I have a large image classification dataset stored in the format .hdf5
. The dataset has the labels and the images stored in the .hdf5
file. I am unable to view the images as they are store in form of an array. The dataset reading code that I have used is as follows,
import h5py
import numpy
f = h5py.File('data/images.hdf5', 'r')
print(list(f.keys()))
['datasets']
group = f['datasets']
list(group.keys())
['car']
Now when I read the group cars
I have the following output,
data = group['car']
data.shape,data[0].shape,data[1].shape
((51,), (383275,), (257120,)
So it looks like there are 51
images for label car
and images are stored as 383275
and 257120
dimensional arrays, with no information about their height and width dimensions. I want to save the images as RGB again.
Next following the code here, I tried to read the images.
import numpy as np
from PIL import Image
# hdf = h5py.File("Sample.h5",'r')
array = data[0]
img = Image.fromarray(array.astype('uint8'), 'RGB')
img.save("yourimage.thumbnail", "JPEG")
img.show()
Unfortunately, the following error is received.

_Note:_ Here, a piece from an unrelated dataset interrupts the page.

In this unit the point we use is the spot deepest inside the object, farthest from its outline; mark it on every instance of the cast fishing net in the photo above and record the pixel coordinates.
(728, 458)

File /usr/local/lib/python3.8/dist-packages/PIL/Image.py:784, in Image.frombytes(self, data, decoder_name, *args)
781 s = d.decode(data)
783 if s[0] >= 0:
--> 784 raise ValueError("not enough image data")
785 if s[1] != 0:
786 raise ValueError("cannot decode image data")
ValueError: not enough image data
References I have already checked the hdf group help library etc. Any help will be highly useful. Thanks.